Regular Expression Matching

Interview Prep

LegendaryDynamic Programmingdpstrings

The problem

Implement regex matching with two metacharacters:

. matches any single character.
* matches zero or more of the preceding element.

The match must cover the entire string (not just a substring). The classic ambiguity: "a*" means "zero or more a's", treated as a single pattern unit.

Why this is famously tricky

The * isn't a postfix on the preceding character in isolation — it's a quantifier that creates a variable-length match. The recursion has to decide, at each step, whether to "consume zero copies of the starred pattern" (move past it in the pattern) or "consume one copy" (move forward in the string but keep the same pattern position). Almost everyone gets one of those two branches wrong on the first try.

Recursive solution (for intuition)

def is_match_recursive(s: str, p: str) -> bool:
    if not p:
        return not s
    first = bool(s) and (p[0] == s[0] or p[0] == '.')
    if len(p) >= 2 and p[1] == '*':
        # Either consume 0 chars of '<char>*' and skip it, or consume 1 char if first matches
        return is_match_recursive(s, p[2:]) or (first and is_match_recursive(s[1:], p))
    return first and is_match_recursive(s[1:], p[1:])

Correct, exponential time on pathological inputs (the classic "aaaa...a", "a*a*a*...a*" blowup). Memoising on the pair (i, j) of suffix indices is the standard fix — same recurrence, polynomial time.

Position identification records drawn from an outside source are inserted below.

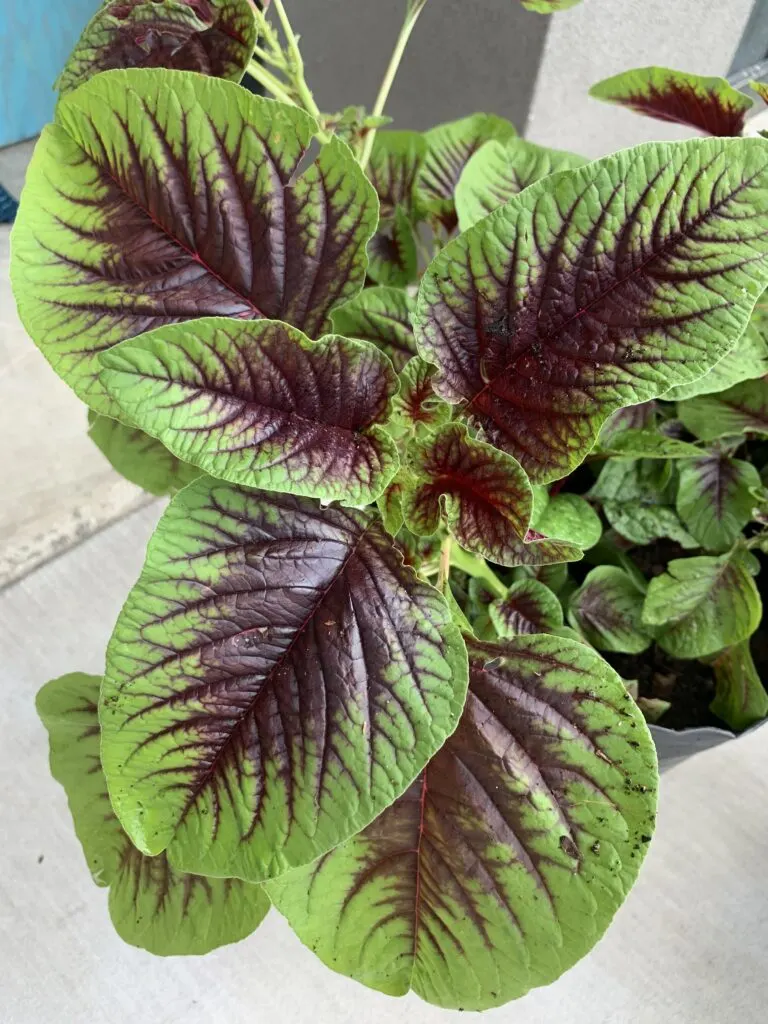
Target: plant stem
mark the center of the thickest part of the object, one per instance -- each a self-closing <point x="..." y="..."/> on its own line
<point x="479" y="568"/>
<point x="270" y="83"/>
<point x="412" y="16"/>
<point x="296" y="62"/>
<point x="444" y="566"/>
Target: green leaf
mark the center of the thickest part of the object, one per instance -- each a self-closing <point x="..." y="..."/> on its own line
<point x="450" y="147"/>
<point x="393" y="259"/>
<point x="275" y="679"/>
<point x="595" y="289"/>
<point x="740" y="698"/>
<point x="152" y="904"/>
<point x="483" y="496"/>
<point x="637" y="499"/>
<point x="505" y="862"/>
<point x="500" y="170"/>
<point x="569" y="517"/>
<point x="607" y="609"/>
<point x="416" y="407"/>
<point x="162" y="196"/>
<point x="138" y="458"/>
<point x="647" y="444"/>
<point x="393" y="169"/>
<point x="700" y="605"/>
<point x="213" y="37"/>
<point x="259" y="403"/>
<point x="740" y="410"/>
<point x="381" y="315"/>
<point x="715" y="499"/>
<point x="710" y="104"/>
<point x="527" y="607"/>
<point x="747" y="360"/>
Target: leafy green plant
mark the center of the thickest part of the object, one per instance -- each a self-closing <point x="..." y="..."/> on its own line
<point x="463" y="437"/>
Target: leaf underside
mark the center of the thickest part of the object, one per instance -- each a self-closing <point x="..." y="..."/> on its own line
<point x="275" y="679"/>
<point x="160" y="197"/>
<point x="598" y="288"/>
<point x="152" y="904"/>
<point x="259" y="403"/>
<point x="504" y="862"/>
<point x="212" y="37"/>
<point x="709" y="104"/>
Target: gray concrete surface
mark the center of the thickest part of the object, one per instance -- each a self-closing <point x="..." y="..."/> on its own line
<point x="688" y="946"/>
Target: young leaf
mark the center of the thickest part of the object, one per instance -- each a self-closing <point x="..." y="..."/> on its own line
<point x="715" y="499"/>
<point x="742" y="409"/>
<point x="505" y="862"/>
<point x="647" y="444"/>
<point x="483" y="495"/>
<point x="393" y="170"/>
<point x="416" y="406"/>
<point x="138" y="458"/>
<point x="527" y="607"/>
<point x="740" y="698"/>
<point x="747" y="360"/>
<point x="213" y="37"/>
<point x="710" y="104"/>
<point x="393" y="259"/>
<point x="607" y="609"/>
<point x="381" y="315"/>
<point x="637" y="501"/>
<point x="256" y="402"/>
<point x="275" y="679"/>
<point x="152" y="904"/>
<point x="594" y="289"/>
<point x="161" y="197"/>
<point x="450" y="147"/>
<point x="500" y="170"/>
<point x="700" y="605"/>
<point x="568" y="517"/>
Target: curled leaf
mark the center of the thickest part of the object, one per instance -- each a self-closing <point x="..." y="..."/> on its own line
<point x="710" y="104"/>
<point x="160" y="197"/>
<point x="484" y="496"/>
<point x="256" y="402"/>
<point x="505" y="861"/>
<point x="275" y="679"/>
<point x="213" y="37"/>
<point x="595" y="289"/>
<point x="152" y="904"/>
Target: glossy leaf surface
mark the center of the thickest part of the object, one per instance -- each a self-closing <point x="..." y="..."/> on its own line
<point x="485" y="498"/>
<point x="597" y="288"/>
<point x="607" y="609"/>
<point x="709" y="104"/>
<point x="700" y="605"/>
<point x="504" y="863"/>
<point x="500" y="170"/>
<point x="160" y="197"/>
<point x="259" y="403"/>
<point x="715" y="499"/>
<point x="139" y="458"/>
<point x="381" y="315"/>
<point x="275" y="679"/>
<point x="213" y="37"/>
<point x="152" y="904"/>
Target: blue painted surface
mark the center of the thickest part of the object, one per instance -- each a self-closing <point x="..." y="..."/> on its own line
<point x="36" y="38"/>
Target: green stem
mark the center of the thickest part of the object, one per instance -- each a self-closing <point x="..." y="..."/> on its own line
<point x="412" y="16"/>
<point x="270" y="83"/>
<point x="296" y="61"/>
<point x="477" y="567"/>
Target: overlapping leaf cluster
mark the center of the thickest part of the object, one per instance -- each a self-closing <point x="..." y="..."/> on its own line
<point x="358" y="676"/>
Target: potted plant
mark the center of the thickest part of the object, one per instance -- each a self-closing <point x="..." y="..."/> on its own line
<point x="360" y="674"/>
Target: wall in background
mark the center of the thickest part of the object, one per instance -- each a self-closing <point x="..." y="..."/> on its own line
<point x="36" y="37"/>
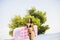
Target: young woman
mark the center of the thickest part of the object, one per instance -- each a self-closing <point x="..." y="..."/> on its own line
<point x="31" y="32"/>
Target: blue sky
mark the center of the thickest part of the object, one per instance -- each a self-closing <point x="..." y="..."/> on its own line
<point x="10" y="8"/>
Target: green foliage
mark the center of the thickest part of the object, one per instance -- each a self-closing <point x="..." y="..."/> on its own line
<point x="35" y="21"/>
<point x="38" y="18"/>
<point x="42" y="17"/>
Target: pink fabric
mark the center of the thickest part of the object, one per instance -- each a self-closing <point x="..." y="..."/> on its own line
<point x="22" y="33"/>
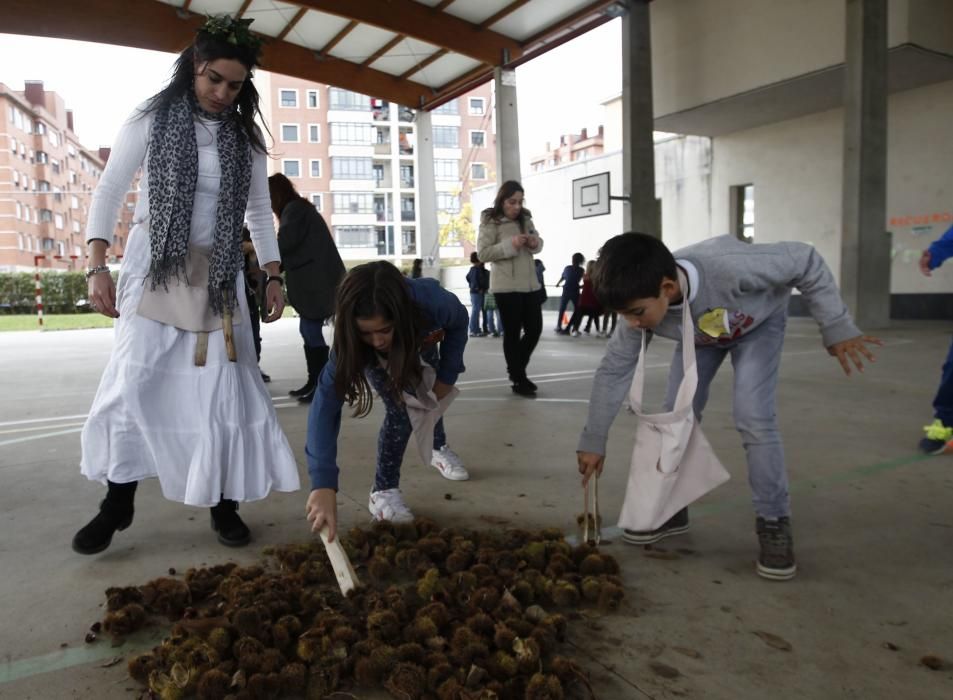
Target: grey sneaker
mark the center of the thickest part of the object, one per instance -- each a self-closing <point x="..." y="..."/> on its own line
<point x="776" y="561"/>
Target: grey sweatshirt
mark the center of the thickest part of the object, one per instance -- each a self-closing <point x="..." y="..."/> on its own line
<point x="742" y="284"/>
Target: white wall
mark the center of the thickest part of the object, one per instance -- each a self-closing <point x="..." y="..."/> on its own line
<point x="705" y="50"/>
<point x="796" y="169"/>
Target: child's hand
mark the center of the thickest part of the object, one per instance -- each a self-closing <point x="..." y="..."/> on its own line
<point x="589" y="463"/>
<point x="851" y="350"/>
<point x="321" y="510"/>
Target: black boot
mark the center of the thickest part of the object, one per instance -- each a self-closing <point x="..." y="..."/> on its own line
<point x="115" y="513"/>
<point x="317" y="357"/>
<point x="232" y="532"/>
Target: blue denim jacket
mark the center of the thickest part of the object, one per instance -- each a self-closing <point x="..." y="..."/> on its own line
<point x="941" y="249"/>
<point x="443" y="311"/>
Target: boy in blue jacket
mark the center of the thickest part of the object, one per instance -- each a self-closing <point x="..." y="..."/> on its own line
<point x="939" y="433"/>
<point x="738" y="295"/>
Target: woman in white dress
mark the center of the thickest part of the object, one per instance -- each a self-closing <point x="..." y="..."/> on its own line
<point x="178" y="400"/>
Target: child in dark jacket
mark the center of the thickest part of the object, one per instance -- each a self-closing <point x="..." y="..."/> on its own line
<point x="386" y="328"/>
<point x="570" y="281"/>
<point x="738" y="296"/>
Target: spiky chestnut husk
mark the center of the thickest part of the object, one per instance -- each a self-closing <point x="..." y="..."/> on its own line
<point x="141" y="666"/>
<point x="611" y="597"/>
<point x="502" y="666"/>
<point x="437" y="612"/>
<point x="125" y="621"/>
<point x="450" y="689"/>
<point x="565" y="594"/>
<point x="213" y="685"/>
<point x="482" y="624"/>
<point x="379" y="569"/>
<point x="544" y="687"/>
<point x="592" y="565"/>
<point x="485" y="598"/>
<point x="411" y="652"/>
<point x="434" y="548"/>
<point x="438" y="674"/>
<point x="383" y="624"/>
<point x="407" y="681"/>
<point x="458" y="560"/>
<point x="591" y="588"/>
<point x="293" y="678"/>
<point x="408" y="559"/>
<point x="429" y="584"/>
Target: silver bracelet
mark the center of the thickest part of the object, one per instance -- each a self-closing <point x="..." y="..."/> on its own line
<point x="96" y="270"/>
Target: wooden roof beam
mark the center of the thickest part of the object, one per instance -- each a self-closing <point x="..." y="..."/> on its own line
<point x="417" y="21"/>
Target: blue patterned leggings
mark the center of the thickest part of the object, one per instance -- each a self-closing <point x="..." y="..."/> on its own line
<point x="395" y="433"/>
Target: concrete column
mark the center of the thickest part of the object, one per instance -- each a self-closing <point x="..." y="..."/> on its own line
<point x="428" y="233"/>
<point x="865" y="243"/>
<point x="640" y="212"/>
<point x="507" y="126"/>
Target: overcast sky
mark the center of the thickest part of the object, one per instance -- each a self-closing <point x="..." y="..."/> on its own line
<point x="558" y="93"/>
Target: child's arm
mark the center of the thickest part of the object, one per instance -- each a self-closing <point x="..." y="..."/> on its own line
<point x="609" y="387"/>
<point x="938" y="252"/>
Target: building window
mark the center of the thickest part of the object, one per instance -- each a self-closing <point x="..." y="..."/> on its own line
<point x="355" y="236"/>
<point x="289" y="133"/>
<point x="741" y="212"/>
<point x="353" y="203"/>
<point x="448" y="202"/>
<point x="291" y="167"/>
<point x="288" y="98"/>
<point x="446" y="137"/>
<point x="352" y="133"/>
<point x="446" y="169"/>
<point x="348" y="100"/>
<point x="352" y="168"/>
<point x="451" y="107"/>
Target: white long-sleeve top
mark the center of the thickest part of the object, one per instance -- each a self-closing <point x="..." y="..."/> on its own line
<point x="129" y="155"/>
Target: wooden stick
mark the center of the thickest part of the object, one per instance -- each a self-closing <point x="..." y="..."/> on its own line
<point x="201" y="348"/>
<point x="343" y="570"/>
<point x="229" y="332"/>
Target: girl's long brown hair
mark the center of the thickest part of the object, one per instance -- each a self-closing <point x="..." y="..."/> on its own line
<point x="369" y="290"/>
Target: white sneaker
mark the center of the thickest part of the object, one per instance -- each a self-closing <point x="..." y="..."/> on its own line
<point x="448" y="463"/>
<point x="389" y="505"/>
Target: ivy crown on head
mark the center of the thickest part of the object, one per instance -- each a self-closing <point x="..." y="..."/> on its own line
<point x="232" y="30"/>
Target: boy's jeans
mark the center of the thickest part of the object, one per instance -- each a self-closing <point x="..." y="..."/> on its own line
<point x="756" y="358"/>
<point x="476" y="311"/>
<point x="943" y="402"/>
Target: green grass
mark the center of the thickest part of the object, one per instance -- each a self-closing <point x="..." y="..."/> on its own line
<point x="54" y="322"/>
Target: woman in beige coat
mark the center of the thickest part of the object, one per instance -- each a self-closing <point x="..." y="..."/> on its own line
<point x="508" y="239"/>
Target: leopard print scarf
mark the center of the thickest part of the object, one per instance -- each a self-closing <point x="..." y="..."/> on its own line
<point x="173" y="173"/>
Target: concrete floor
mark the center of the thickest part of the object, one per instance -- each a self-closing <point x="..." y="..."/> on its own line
<point x="873" y="521"/>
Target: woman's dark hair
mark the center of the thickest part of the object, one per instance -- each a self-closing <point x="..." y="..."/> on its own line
<point x="282" y="193"/>
<point x="507" y="190"/>
<point x="631" y="266"/>
<point x="207" y="48"/>
<point x="367" y="291"/>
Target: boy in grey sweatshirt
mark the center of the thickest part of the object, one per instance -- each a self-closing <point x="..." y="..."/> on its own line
<point x="738" y="295"/>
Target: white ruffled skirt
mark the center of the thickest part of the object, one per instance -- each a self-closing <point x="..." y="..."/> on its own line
<point x="205" y="432"/>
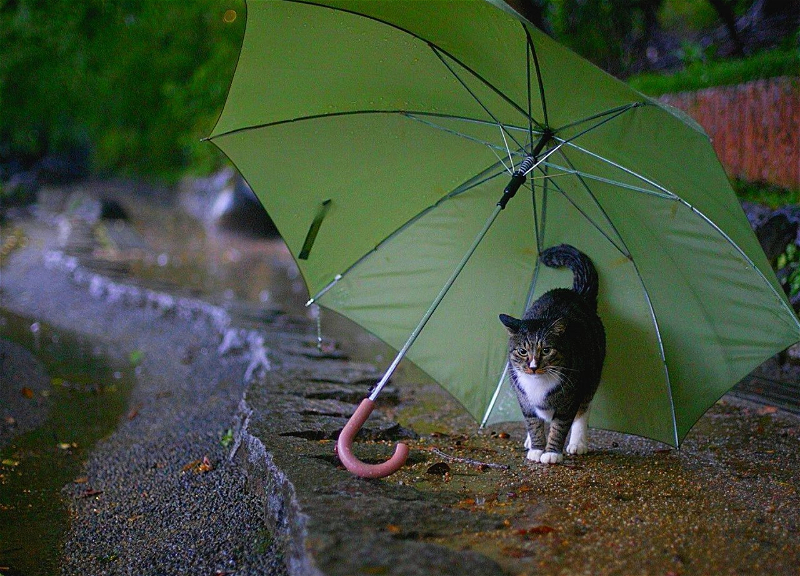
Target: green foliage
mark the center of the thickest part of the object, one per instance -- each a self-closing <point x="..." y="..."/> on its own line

Pattern: 2D DP on prefix lengths

Define dp[i][j] = does s[:i] fully match p[:j]? Three cases for each cell:

p[j−1] == s[i−1] or p[j−1] == '.': depends on dp[i−1][j−1] (consume one char from both).
p[j−1] == '*': two sub-cases — "zero copies of the starred unit" gives dp[i][j−2]; "one or more" gives dp[i−1][j] provided the preceding pattern char matches s[i−1].
Else: False.

Edge case the unwary trip on: an empty string can match patterns like "a*b*c*". Initialize dp[0][j] accordingly by propagating along even-indexed '*' columns.

Bottom-up DP

def is_match(s: str, p: str) -> bool:
    """dp[i][j] = does s[:i] match p[:j]?  O(m*n)."""
    m, n = len(s), len(p)
    dp = [[False] * (n + 1) for _ in range(m + 1)]
    dp[0][0] = True

    # Handle empty s vs patterns like a*, a*b*, a*b*c*
    for j in range(1, n + 1):
        if p[j - 1] == '*':
            dp[0][j] = dp[0][j - 2]

    for i in range(1, m + 1):
        for j in range(1, n + 1):
            if p[j - 1] == '*':
                # zero occurrences of <char>*
                zero = dp[i][j - 2]
                # one or more: only if the preceding pattern char matches s[i-1]
                prev = p[j - 2]
                one_or_more = dp[i - 1][j] and (prev == s[i - 1] or prev == '.')
                dp[i][j] = zero or one_or_more
            elif p[j - 1] == '.' or p[j - 1] == s[i - 1]:
                dp[i][j] = dp[i - 1][j - 1]
            # else: stays False
    return dp[m][n]

Trace

s = "aab", p = "c*a*b"

dp is (4 x 6).  rows = s prefix length 0..3, cols = p prefix length 0..5.

Initialization:
  dp[0][0] = True.
  dp[0][2] = dp[0][0] = True  (c* matches empty)
  dp[0][4] = dp[0][2] = True  (c*a* matches empty)
  dp[0][1] = dp[0][3] = dp[0][5] = False

Filling row i=1 (s="a"):
  j=1 p="c"  : 'c' != 'a' -> False
  j=2 p="c*" : zero=dp[1][0]=False, one+ requires prev='c' to match 'a' -> False
  j=3 p="c*a": p[2]='a' matches s[0]='a' -> dp[1][3] = dp[0][2] = True
  j=4 p="c*a*": zero=dp[1][2]=False, one+: prev='a' matches 'a', dp[0][4]=True -> True
  j=5 p="c*a*b": p[4]='b' vs s[0]='a' -> False

Filling row i=2 (s="aa"):
  ... eventually dp[2][4] = True (c*a* matches "aa")
  dp[2][5] False (no 'b' yet)

Filling row i=3 (s="aab"):
  j=5 p="c*a*b": p[4]='b' matches s[2]='b' -> dp[3][5] = dp[2][4] = True.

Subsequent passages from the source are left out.